The public’s notion of the station and proximity to Soho and other areas will also need to be recast if it can come to the aid of people wanting to get to, say, Covent Garden – whose station has been unable to cope with its numbers for decades primarily because of its lifts. This would need to be accompanied by an uplift in maps, apps and wayfinding.
But in providing a new area of high quality public realm around the station, we need new financial models to make the management of that space work, said Monck, given a drop in government funding to Camden of 50% over 2010-2018. ‘We know that transport infrastructure and public realm helps deliver extra value but we don’t capture that’, he said. ‘We need to not do marvellous things in London and then watch them degrade.’ There is no silver bullet on this but one answer might come from BIDs, multiple streams or, suggested Travers, from a service charge the like of which Westfield imposes. ‘The thing is that Westminster and Camden are the richest two boroughs in the country with, in effect, no access to their resources beyond parking’, said Travers, adding that the tourist industry may be faced with a bleak choice – to either pay a levy or face ‘degradation’.
What kind of place might Tottenham Court Road become?
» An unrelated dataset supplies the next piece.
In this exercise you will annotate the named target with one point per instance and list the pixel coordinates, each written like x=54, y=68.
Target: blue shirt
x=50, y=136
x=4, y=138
The run of its electrical shops have not embraced the ‘experience’ or the ‘destination’ retail in the way that Selfridges or Apple Store have done to bring in more footfall to Regent Street and elsewhere, so perhaps, said Patrick Richard of Stanton Williams, who are designing the entrance pavilions for the Tottenham Court Road underground station, there is a demand for a kind of place where people can meet and be entertained. Or it could include a cultural quarter that could revitalise the old base of the music industry, and the eastern edge of Oxford Street. Philip Turner, Associate Director at AHMM, designing the 61 Oxford Street scheme for Dukelease, said that the new mixed use building will contain a flagship Zara store. Although Zara have several other stores in the West End, retail agent CBRE advised that people tend not to shop across districts, so Oxford Street East acts as its own separate sub-district. Tottenham Court Road is clearly a grand street suitable for larger stores, and controlling the identity of those stores can be difficult. The idea we have the same thing everywhere is disappointing, said Alex Lifschutz, however. ‘It would be great if the character of the road emerged and Tottenham Court Road became something distinctive’, he said.